CORTLAND, N.Y. (WSYR-TV) — SUNY Cortland had to think outside of the box to maintain the lawn of their 2.4 acre solar array while keeping up with their zero-carbon initiative.

The solar array produces 1,118 kilowatts of electricity but has several hard-to-reach spots that makes regular lawn care daunting. That’s why they decided to go with sheep.

The sheep are all Mouflon rams, a type of sheep that isn’t a picky eater and enjoys the shade. SUNY Cortland says that there is around a dozen of these “four-legged solar stars” on campus from mid-April to December.

Director of Facilities Operations and Services Daniel Dryja said that, while the sheep were a practical choice, it doesn’t make having them around any less fun.

Having the sheep on site to control the vegetative growth within the solar panel arrays has been very successful. They do a good job controlling the growth and save unnecessary wear and tear on our equipment, as well as countless man hours mowing and trimming around the panels. Plus, the sheep tend to be very popular among our community members, as you can often find individuals stopping and taking pictures.

Director of Facilities Operations and Services Daniel Dryja

The sheep provide a lot of benefits, SUNY Cortland says. They’re cost effective, environmentally friendly, and can easily get around the nooks and crannies of the array. While the lawn maintenance might be tough for humans, the sheep just see a lot of food!

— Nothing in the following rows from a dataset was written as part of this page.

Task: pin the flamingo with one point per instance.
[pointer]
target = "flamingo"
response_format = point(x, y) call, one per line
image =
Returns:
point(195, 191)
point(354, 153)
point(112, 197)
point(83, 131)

SUNY Cortland adds that the creative use of the hungry livestock has strengthened the school’s role as an environmental leader among college campuses. The school has already been recognized as a sustainable campus by The Princeton Review, Sierra Magazine and the Association for the Advancement of Sustainability in Higher Education. SUNY Cortland has also been operating on 100% renewable electricity for almost 10 years.